Aber das reicht noch nicht. Menschliche Qualitäten fallen ebenso ins Gewicht. Beratung ist Teamarbeit. Sie werden einen großen Teil Ihrer Zeit in Teamräumen und mit Klienten verbringen, Sie werden präsentieren, interviewen, diskutieren. Wer lieber im stillen Kämmerlein forscht, ist hier fehl am Platz. Wer seine Ellenbogen ausfahren möchte, sollte nicht Berater werden. Unser Beruf bedeutet, sich für Menschen zu begeistern, sich ihre Probleme zu Eigen zu machen und mit ihnen gemeinsam Lösungen zu finden.
Nur wer offen für Neues ist, hat als Berater Erfolg. Dazu gehört es auch, anderen zuzuhören und sie zu respektieren. Sie werden immer wieder in gemischten Teams arbeiten. Das sieht dann etwa so aus: Ihr Projektleiter ist ein koreanischer Ingenieur, mit Ihnen im Team arbeitet eine amerikanische Wirtschaftswissenschaftlerin, Sie selber haben Philosophie studiert. Als Team diskutieren Sie drei gemeinsam über das Markenportfolio eines Unterhaltungselektronikherstellers.
Klingt konstruiert? Keineswegs, das ist keine ungewöhnliche Konstellation in einer internationalen Beratung. Jedes Teammitglied wird seine eigene Perspektive auf die Dinge haben. Da kann es knirschen und krachen, wenn die Argumente aufeinandertreffen.

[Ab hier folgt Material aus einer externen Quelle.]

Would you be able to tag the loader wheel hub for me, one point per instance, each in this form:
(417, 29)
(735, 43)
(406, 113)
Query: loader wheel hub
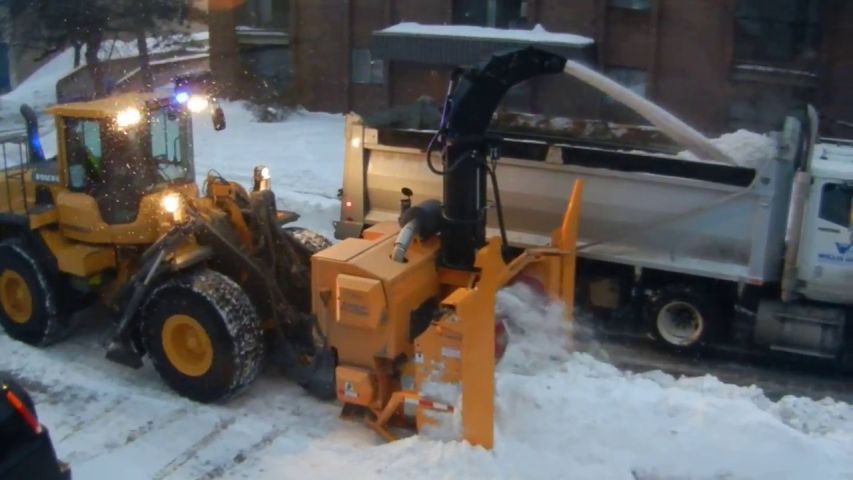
(16, 297)
(187, 345)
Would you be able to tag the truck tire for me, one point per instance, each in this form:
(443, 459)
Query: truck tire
(682, 317)
(310, 239)
(203, 336)
(29, 305)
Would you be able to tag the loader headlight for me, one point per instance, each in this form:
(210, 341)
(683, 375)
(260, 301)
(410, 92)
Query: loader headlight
(261, 179)
(197, 103)
(171, 203)
(128, 117)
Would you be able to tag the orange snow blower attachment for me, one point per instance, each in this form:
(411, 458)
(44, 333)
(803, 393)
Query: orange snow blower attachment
(409, 308)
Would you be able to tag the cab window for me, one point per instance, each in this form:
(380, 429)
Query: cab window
(835, 204)
(167, 146)
(84, 152)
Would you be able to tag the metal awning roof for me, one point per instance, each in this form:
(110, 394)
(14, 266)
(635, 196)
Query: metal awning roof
(449, 49)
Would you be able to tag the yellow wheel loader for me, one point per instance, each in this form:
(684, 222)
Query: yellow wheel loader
(398, 325)
(203, 283)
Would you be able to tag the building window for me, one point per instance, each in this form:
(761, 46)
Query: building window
(778, 31)
(635, 79)
(491, 13)
(366, 70)
(631, 4)
(268, 14)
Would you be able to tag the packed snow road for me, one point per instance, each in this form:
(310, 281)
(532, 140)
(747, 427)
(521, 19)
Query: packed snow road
(559, 415)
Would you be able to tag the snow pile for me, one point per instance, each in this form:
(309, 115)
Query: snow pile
(537, 35)
(538, 330)
(113, 49)
(304, 153)
(39, 89)
(747, 149)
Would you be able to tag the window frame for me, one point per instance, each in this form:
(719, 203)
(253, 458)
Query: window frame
(364, 69)
(68, 123)
(825, 213)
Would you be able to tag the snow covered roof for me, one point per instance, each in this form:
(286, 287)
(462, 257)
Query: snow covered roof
(833, 159)
(467, 45)
(537, 35)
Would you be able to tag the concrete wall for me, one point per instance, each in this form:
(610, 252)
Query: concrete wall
(836, 99)
(694, 61)
(122, 74)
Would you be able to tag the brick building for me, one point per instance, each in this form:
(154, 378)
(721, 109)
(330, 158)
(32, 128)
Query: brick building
(719, 64)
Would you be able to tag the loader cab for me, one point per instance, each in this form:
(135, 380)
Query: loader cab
(826, 252)
(115, 156)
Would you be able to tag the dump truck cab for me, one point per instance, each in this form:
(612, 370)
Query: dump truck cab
(825, 263)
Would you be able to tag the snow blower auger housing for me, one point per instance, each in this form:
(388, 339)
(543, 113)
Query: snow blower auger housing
(408, 308)
(203, 283)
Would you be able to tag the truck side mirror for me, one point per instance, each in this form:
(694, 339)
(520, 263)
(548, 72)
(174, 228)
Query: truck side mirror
(218, 117)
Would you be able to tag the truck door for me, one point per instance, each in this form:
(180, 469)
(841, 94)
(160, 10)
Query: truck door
(826, 258)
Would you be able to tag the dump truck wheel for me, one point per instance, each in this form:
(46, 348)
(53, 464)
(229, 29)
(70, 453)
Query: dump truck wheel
(682, 318)
(203, 336)
(28, 303)
(310, 239)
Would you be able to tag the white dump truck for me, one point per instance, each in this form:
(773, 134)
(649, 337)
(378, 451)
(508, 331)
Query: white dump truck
(753, 253)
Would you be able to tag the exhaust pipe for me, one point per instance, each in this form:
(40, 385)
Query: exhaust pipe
(36, 153)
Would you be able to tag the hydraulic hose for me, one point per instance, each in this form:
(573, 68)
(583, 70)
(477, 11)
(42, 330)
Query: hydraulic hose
(404, 240)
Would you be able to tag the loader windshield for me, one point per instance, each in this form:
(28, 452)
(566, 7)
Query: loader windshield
(168, 146)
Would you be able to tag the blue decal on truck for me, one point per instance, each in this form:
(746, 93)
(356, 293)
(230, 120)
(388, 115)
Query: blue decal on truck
(844, 254)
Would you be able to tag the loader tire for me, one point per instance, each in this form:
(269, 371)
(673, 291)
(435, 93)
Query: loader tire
(29, 305)
(682, 318)
(203, 335)
(310, 239)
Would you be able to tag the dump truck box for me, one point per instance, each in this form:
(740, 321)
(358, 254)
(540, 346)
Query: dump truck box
(644, 206)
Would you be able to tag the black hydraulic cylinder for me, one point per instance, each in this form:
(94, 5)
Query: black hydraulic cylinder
(471, 105)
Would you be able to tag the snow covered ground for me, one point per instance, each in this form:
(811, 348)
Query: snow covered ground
(559, 414)
(305, 155)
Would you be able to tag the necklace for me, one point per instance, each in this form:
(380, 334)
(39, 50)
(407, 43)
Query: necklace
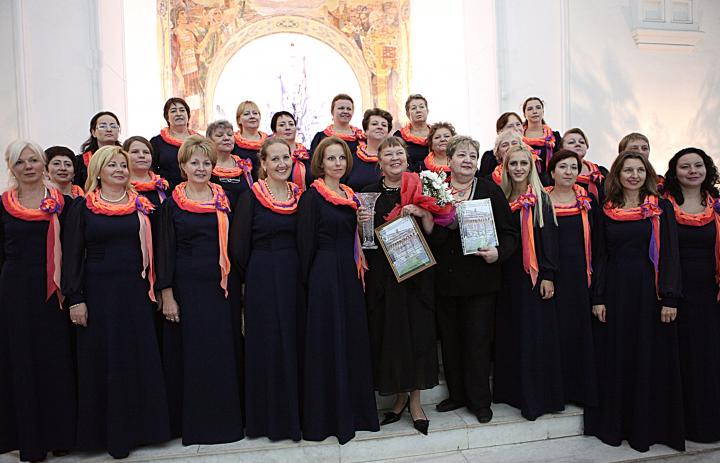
(113, 200)
(388, 188)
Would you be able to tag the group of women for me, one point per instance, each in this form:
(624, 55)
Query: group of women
(214, 287)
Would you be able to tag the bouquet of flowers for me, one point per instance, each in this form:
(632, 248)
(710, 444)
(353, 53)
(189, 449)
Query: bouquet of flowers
(435, 186)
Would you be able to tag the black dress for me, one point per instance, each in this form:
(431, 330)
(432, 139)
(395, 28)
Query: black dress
(416, 152)
(639, 384)
(574, 310)
(37, 390)
(338, 397)
(699, 333)
(262, 244)
(401, 317)
(121, 391)
(528, 373)
(201, 368)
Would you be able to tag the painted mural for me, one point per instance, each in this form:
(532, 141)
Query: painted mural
(198, 37)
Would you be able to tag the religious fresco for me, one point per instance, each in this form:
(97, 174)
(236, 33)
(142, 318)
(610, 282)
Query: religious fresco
(198, 37)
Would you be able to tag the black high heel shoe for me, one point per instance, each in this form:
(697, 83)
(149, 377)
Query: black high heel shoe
(421, 425)
(392, 417)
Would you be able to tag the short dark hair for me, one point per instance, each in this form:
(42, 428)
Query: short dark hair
(172, 101)
(376, 112)
(338, 97)
(278, 115)
(709, 185)
(316, 168)
(562, 155)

Für unsere Vorschläge tragen wir die Verantwortung
Hören Sie nie auf, die Dinge zu hinterfragen. Das kann auch heißen, im Sinne der Sache einem Klienten zu widersprechen oder jemandem, der schon länger bei unserer Firma ist und mehr Erfahrung hat. Dazu gehört Mut. Und das kostet Kraft. Aber am Ende wird die Vielfalt an Perspektiven zu einem besseren Ergebnis führen.
Unsere Berater bringen die unterschiedlichsten Biografien mit, aber eines haben alle gemeinsam: Leidenschaft für das, was sie tun. Sie ist unabdingbare Voraussetzung. Denn nur wer überzeugt ist von dem, was er tut, und wer Spaß daran hat, kann die beste Leistung bringen.

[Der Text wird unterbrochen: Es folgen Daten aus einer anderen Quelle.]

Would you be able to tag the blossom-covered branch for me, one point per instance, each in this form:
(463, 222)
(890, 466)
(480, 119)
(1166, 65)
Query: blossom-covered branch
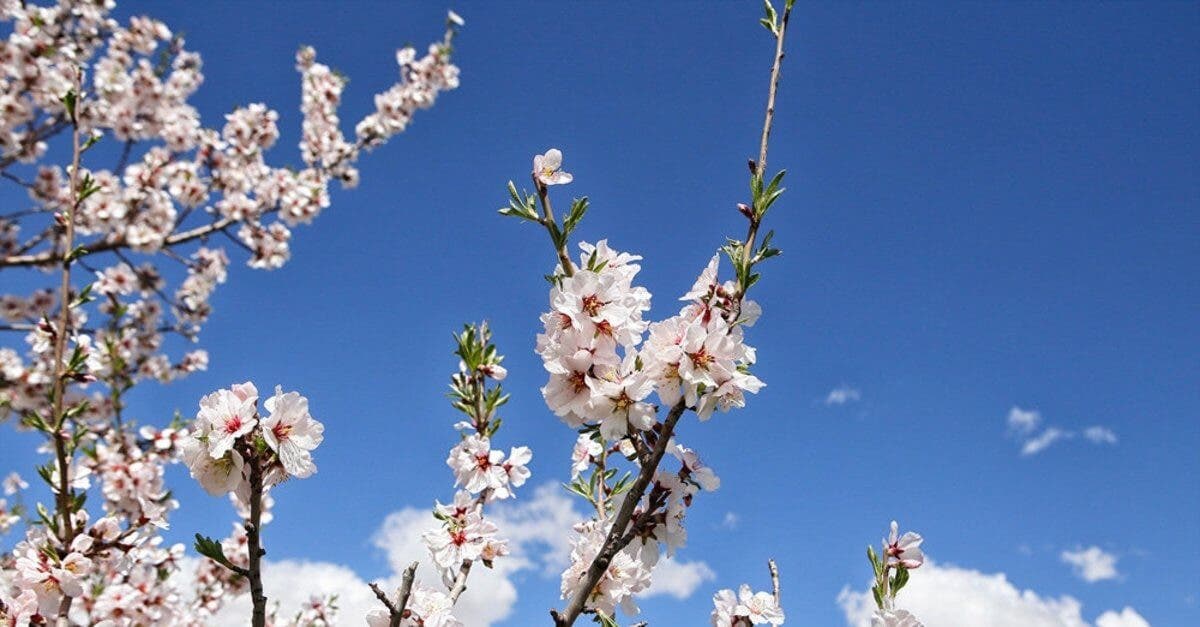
(601, 377)
(232, 449)
(463, 535)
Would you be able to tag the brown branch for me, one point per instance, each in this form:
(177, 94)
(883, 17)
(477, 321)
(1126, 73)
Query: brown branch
(255, 541)
(547, 220)
(761, 166)
(774, 579)
(396, 610)
(64, 496)
(617, 538)
(460, 581)
(102, 245)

Beratung ist kein 9-to-5-Job, die Belastung ist hoch. Wir reisen oft, viele Arbeitstage sind lang. Beraten bedeutet, im Idealfall einen Schritt gründlicher zu analysieren, Aufgaben tief zu durchdringen und aus verschiedenen Blickwinkeln zu beleuchten. Manchmal müssen wir unbequem sein. Für die Leistungsfähigkeit eines Klienten müssen wir Empfehlungen aussprechen, die umzusetzen einschneidende Veränderungen erfordert. Für diese Vorschläge tragen wir die Verantwortung. Umgekehrt haben wir als Berater die Chance, Großes zu bewegen.

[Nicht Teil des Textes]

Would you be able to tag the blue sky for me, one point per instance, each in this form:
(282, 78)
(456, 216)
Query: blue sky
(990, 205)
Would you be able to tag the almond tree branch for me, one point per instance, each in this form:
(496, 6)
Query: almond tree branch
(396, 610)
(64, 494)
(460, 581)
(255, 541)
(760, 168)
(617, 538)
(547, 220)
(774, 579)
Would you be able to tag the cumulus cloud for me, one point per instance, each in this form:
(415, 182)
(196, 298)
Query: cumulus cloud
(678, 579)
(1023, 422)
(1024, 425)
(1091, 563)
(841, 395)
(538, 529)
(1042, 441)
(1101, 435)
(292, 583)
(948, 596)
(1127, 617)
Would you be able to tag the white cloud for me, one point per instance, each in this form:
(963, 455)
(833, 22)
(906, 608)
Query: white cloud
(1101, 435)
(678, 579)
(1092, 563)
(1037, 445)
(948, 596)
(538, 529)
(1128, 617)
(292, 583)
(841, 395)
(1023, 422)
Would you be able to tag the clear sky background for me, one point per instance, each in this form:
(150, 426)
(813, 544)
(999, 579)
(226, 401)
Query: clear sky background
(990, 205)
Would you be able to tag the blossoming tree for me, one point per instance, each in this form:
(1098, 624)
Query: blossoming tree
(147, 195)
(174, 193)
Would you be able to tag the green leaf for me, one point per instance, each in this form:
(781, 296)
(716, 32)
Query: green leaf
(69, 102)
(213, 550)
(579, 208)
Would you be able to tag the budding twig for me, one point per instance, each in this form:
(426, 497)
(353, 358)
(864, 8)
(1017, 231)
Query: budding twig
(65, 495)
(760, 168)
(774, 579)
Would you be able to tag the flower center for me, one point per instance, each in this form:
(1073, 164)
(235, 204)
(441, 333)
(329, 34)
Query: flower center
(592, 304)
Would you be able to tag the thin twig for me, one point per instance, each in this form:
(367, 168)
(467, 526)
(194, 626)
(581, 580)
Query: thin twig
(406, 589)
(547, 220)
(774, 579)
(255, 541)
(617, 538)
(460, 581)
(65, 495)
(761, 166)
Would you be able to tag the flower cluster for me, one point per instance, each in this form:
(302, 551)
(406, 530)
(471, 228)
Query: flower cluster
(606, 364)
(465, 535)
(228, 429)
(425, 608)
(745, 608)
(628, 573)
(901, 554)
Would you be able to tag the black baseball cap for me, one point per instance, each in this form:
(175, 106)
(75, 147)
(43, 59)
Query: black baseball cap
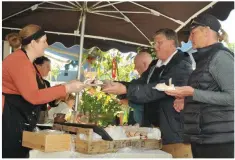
(206, 20)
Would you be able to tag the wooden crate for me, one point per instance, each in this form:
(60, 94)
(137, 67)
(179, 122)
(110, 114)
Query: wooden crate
(46, 142)
(102, 146)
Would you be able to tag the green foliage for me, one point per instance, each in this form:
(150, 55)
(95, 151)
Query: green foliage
(55, 71)
(102, 107)
(231, 46)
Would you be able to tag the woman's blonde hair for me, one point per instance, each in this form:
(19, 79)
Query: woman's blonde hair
(69, 97)
(28, 31)
(222, 36)
(14, 40)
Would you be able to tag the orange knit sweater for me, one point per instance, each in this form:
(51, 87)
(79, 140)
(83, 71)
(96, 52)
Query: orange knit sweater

Heute Banker, morgen Automobilexperte
Unser Beruf ermöglicht so viele Wahlmöglichkeiten und so breite Erfahrungen wie kaum ein anderer. Wenn Sie in einer Bank anfangen, lernen Sie eine Bank kennen. Wenn Sie in der Autoindustrie anfangen, lernen sie einen Autohersteller kennen. Wenn Sie in einer Topmanagementberatung anfangen, lernen Sie alle Schlüsselbranchen der deutschen Industrie kennen. Wie weit Sie sich später spezialisieren, das entscheidet jeder für sich. Ich hatte anfangs auch noch nicht geplant, vor allem in der Finanzbranche zu beraten.

Wenn Exoten Berater werden: Protokolle von elf Quereinsteigern
Jeden Einzelnen nach seinen Interessen und Stärken zu fördern, ist ein grundlegendes Prinzip in unserer Firma. Wie jeder Partner bin ich Mentor einiger junger Berater. In unseren Gesprächen ermutige ich sie, immer wieder zu prüfen: Was sind meine Stärken? Wo liegt meine Leidenschaft? Welche Ziele möchte ich erreichen?
Auf dem Weg zum Ziel wählt nicht jeder die kürzeste Strecke - das ist gut so. Für die Beraterlaufbahn heißt das: Nicht jeder legt es darauf an, möglichst schnell die Karriereleiter zum Partner zu erklimmen. Wir ermutigen junge Berater, Erfahrungen jenseits ihrer McKinsey-Laufbahn zu sammeln. Jeder Berater hat bei uns die Option, in jedem Jahr drei Monate aus der Beratung auszusteigen, um seine persönlichen Projekte zu verfolgen. Denn nur ausgeprägte Typen mit vielfältigen Erfahrungen haben das Zeug zur Führungskraft.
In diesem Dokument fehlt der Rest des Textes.